Libby’s take on “Newlyweds”

Libby Hill

Libby Hill

I have a lot of underwear.

I mention this not to brag, but as a qualifying statement before I go off on the inevitable rant that is to follow, to not seem unfair.

When I watch television, one of my favorite things to do is watch shows that make me feel better about my own life. While watching such drivel I could tell myself, “At least my mom isn’t suing me,” or “At least my husband isn’t cheating on me with his sister who’s cheating on him with their mom,” and so I felt calmed.

As of late, I have discovered a new TV show to ease the doubts and fears about my life. So thoroughly does it dispel my fears regarding newly wedded state that I often find myself thinking, “Man, I am so smart! Todd and I the best married couple ever!” And compared to these two, we are.

I watch MTV’s “Newlyweds: Jessica and Nick” because I cannot help myself. Watching such an ill-matched pair stumble through, not only a relationship, but simply life itself is completely irresistible. It’s not so much former 98 Degrees front man Nick Lachey that bothers me. He actually has a modicum of common sense and life experience. It’s his flighty, immature, yet lovely wife Jessica Simpson that really burns my butt.

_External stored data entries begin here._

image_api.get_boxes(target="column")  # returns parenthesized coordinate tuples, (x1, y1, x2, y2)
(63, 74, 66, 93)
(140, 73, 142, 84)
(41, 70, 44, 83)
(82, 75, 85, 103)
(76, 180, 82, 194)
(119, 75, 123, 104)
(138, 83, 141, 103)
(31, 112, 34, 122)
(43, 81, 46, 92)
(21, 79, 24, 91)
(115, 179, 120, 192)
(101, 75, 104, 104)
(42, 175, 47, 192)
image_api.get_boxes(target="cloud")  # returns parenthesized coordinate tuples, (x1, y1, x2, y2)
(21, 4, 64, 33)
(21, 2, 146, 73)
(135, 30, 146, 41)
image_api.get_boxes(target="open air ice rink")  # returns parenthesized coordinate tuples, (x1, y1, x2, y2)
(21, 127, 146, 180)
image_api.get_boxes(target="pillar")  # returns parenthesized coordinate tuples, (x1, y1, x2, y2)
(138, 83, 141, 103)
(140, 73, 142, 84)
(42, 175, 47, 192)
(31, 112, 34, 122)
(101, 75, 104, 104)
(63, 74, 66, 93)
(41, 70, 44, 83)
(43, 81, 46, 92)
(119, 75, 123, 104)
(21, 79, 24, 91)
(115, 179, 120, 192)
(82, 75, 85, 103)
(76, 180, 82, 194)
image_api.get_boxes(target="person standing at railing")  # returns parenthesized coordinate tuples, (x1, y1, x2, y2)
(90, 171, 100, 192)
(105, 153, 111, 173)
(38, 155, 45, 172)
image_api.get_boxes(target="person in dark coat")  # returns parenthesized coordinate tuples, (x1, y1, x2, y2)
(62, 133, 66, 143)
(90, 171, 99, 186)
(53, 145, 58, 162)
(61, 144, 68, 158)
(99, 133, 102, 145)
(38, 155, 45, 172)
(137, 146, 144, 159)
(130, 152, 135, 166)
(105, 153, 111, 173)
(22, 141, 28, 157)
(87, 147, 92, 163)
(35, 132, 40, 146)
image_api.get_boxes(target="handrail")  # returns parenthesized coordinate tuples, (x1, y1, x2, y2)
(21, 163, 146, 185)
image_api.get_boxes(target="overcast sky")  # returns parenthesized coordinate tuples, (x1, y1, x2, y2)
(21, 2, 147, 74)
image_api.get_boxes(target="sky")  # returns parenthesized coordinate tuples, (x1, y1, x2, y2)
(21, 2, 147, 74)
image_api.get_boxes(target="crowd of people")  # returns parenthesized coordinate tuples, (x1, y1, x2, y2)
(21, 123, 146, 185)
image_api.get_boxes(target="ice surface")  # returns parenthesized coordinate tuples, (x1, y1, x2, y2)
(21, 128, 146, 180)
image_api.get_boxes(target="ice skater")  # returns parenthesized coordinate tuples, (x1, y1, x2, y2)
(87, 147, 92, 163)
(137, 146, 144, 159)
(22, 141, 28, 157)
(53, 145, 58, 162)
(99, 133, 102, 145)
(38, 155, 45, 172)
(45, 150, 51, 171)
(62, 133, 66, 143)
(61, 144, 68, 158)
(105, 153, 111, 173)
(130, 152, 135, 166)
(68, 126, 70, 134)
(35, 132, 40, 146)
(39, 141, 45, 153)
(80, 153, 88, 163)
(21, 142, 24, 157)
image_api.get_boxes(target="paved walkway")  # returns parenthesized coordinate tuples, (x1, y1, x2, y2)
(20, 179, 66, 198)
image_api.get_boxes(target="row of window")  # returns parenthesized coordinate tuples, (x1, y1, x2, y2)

And that brings me back to my opening statement. On a recent episode of “Newlyweds” Simpson accidentally spent $750 on two bras and two pairs of underwear. I say accidentally because it wasn’t until after she picked out the items, after she signed the credit card receipt, after she left the store that she thought to check how much the items were. She then called her husband to tell him what she’d done.

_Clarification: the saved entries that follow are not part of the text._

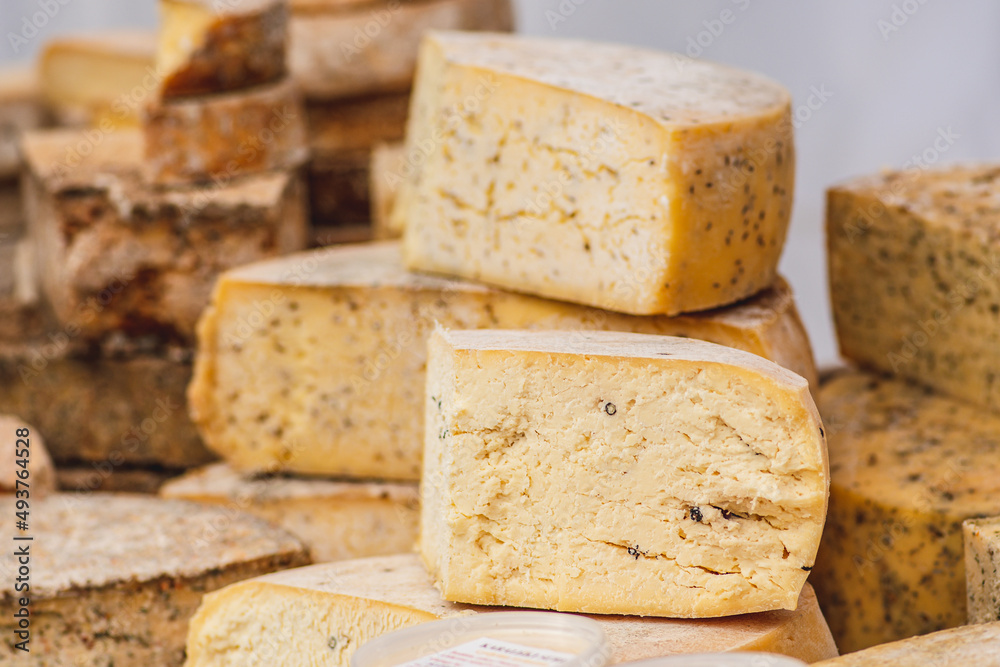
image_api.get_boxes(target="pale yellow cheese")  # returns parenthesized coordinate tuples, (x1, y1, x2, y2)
(0, 415, 54, 498)
(184, 554, 838, 666)
(371, 141, 407, 239)
(813, 622, 1000, 667)
(189, 241, 817, 481)
(397, 32, 795, 315)
(0, 65, 44, 180)
(161, 462, 419, 562)
(965, 517, 1000, 625)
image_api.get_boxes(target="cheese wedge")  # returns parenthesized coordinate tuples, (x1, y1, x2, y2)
(811, 369, 1000, 652)
(189, 242, 817, 481)
(161, 463, 419, 562)
(0, 415, 54, 497)
(158, 0, 288, 98)
(0, 493, 308, 665)
(829, 164, 1000, 414)
(371, 141, 406, 239)
(38, 30, 156, 128)
(397, 32, 795, 315)
(0, 65, 44, 179)
(813, 622, 1000, 667)
(185, 554, 838, 666)
(965, 517, 1000, 625)
(22, 128, 307, 343)
(289, 0, 514, 99)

I can’t even identify what it is that bothers me most about this story. Maybe it’s the amount of money she spends. Maybe it’s the way she doesn’t even bother to check the price tag on her purchases. Maybe it’s the way she calls her husband to report the incident as though it’s not her fault. Or maybe it’s the fact that this couple is so far from a typical newlywed couple it leaves me mind-boggled.

The fact is there are a lot of difficulties involved in marriage, beyond the fights about hot backup dancers and whether or not to get a maid featured on the show. And yet, for all the real problems regarding finances, insurance, and simply life itself, my husband and I weather it all like champs. Perhaps it’s because we replace sulking and whining with discussion and compromise. Or maybe it’s that we’re at least vaguely compatible.

Ultimately, we’re a great couple. And the “Newlyweds?” Well, they’re a great TV show. And I’m OK with that.

However, we are still looking for a good maid.